ですので、まずは重力障壁を改造した重力網で魔物をすべて殲滅し、その後、闇のシャワーでハルクト軍に強めの幻覚と麻痺を与えて足止めしましたの。
翌日、魔物は確実に壊滅してた事は確認できましたけど、広範囲索敵術でハルクト王国側を探ったら、魔術師が数人、いましたわ。そして殿下の要請で、魔術師たちが何を言っているのか探る為に、盗聴術を作って会話を聞いたのですわ。
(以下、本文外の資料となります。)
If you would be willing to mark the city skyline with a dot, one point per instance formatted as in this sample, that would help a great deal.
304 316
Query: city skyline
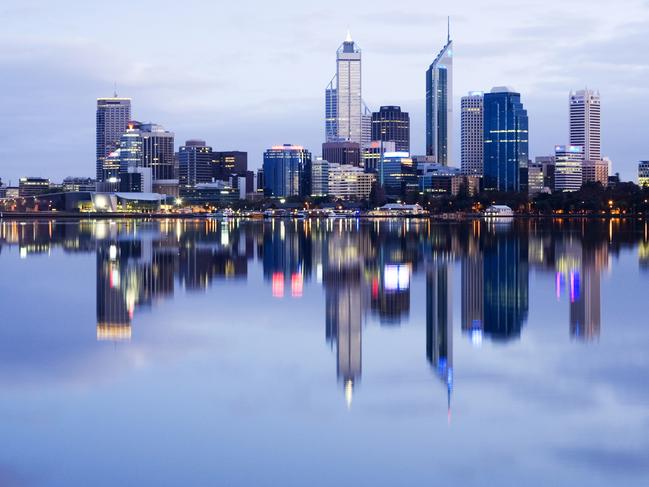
198 104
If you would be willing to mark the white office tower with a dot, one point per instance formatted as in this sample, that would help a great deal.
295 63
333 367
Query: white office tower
472 144
344 108
568 167
585 123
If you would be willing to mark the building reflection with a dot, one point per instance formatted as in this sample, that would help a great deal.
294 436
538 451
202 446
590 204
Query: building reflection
369 272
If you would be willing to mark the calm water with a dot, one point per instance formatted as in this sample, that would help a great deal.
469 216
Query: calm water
324 353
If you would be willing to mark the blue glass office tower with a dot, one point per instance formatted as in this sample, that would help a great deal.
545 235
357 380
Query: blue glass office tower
287 171
439 105
505 141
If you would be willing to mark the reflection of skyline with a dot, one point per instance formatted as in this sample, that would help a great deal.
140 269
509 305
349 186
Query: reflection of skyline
368 271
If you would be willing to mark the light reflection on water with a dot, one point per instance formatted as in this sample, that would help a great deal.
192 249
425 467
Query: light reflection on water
527 337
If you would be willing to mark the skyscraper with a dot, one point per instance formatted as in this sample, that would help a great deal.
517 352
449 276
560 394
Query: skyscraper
344 108
390 124
195 161
113 115
439 105
472 143
585 123
505 141
285 171
568 167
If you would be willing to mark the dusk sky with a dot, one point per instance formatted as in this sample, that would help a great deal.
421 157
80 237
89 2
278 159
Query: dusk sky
247 75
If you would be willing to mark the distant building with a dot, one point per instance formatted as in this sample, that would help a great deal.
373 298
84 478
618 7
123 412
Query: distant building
568 167
195 160
72 184
439 105
390 124
472 134
285 168
397 174
226 163
349 182
505 141
319 177
372 152
113 115
595 172
33 186
342 153
643 173
585 123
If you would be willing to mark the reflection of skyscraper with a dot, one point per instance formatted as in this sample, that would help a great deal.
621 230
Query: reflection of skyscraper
439 323
506 284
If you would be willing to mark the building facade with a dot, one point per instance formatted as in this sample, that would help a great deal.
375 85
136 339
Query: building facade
113 115
585 123
568 167
472 135
505 141
285 170
390 124
195 161
439 105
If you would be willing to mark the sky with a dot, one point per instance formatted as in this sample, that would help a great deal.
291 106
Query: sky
247 75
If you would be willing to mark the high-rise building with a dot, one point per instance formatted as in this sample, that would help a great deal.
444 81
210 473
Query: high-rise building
505 141
346 116
158 150
472 134
390 124
319 177
227 163
568 167
585 123
195 160
643 173
113 115
349 182
439 105
285 170
342 153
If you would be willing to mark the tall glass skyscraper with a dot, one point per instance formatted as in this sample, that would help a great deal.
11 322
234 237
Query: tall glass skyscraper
287 171
439 105
346 117
112 119
505 141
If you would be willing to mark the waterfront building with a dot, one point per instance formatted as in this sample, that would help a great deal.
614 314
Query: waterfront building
397 174
548 165
505 141
30 186
343 97
285 171
595 172
342 152
226 163
390 124
643 173
349 182
585 123
113 115
195 162
472 134
73 184
371 154
535 178
319 177
439 105
568 167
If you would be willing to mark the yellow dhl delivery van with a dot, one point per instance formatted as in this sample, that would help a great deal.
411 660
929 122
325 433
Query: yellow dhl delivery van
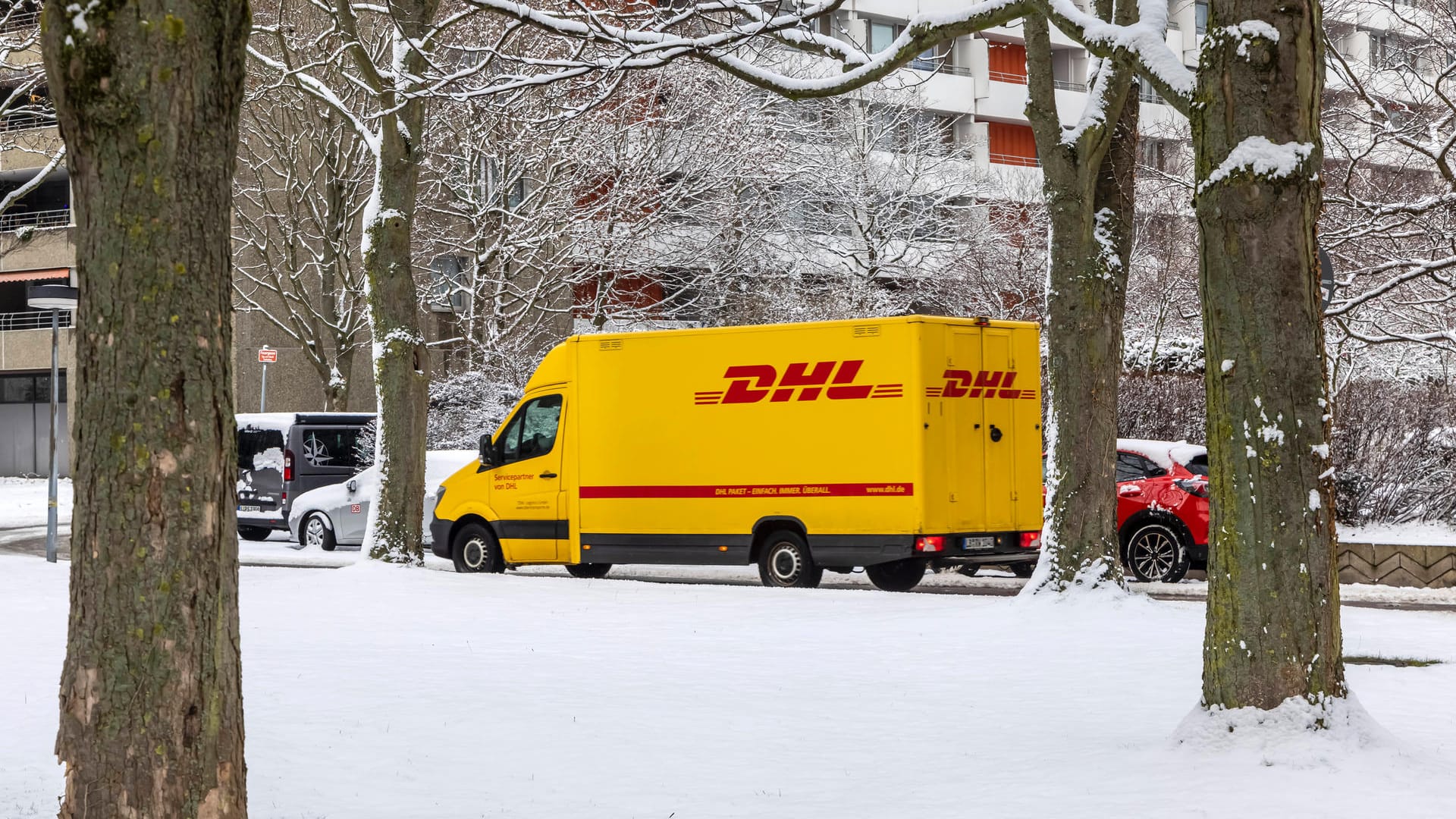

その内容が、一万匹の魔物は無理だけどニ千匹くらいをとりあえず翌日までに、召喚しろとの命令を受けた、使い物にならなくなった兵士を後方に下げて別の兵士を補充する、というものだったので、召喚の術式に干渉し、バルドの森ではなくハルクトの王宮に転送召喚されるようにしたのですわ。
まさかハルクト王国の近衛騎士団と王宮魔術師団が弱すぎて、王族や高位貴族が壊滅するとは思いませんでしたけど」
アリスティアの話に、お茶会の場が静まり返った。
「……アリスティア様は、五歳で特級魔術や上級魔術、オリジナル魔術を発動してましたの!?」
やがて、ストバリエ侯爵夫人が悲鳴じみた声を上げる。
「それだけではありませんわ! 聞いていますと、その場で魔術を改造したり新たに作ったりしてる様子」
アンダーソン伯爵夫人も続く。
お茶会会場がざわつく。
「ああ、それでアリスティア様には護衛騎士がついているのですね」
ストバリエ侯爵夫人が納得した様に、アリスティアの後ろに控えるダリアを見た。
「ふふふ。貴女の能力が知られて良かったわね」
実はまだ隠している事があるのだが。それは箝口令が敷かれている情報。
すなわち、アリスティアが四大精霊王の愛し子、という事実。
こればかりはここで広める訳にはいかない。
なにせ国家機密扱いなのだから。
でも、とアリスティアは心の中で呟く。
こんな風に目立つつもりはなかったのに、と。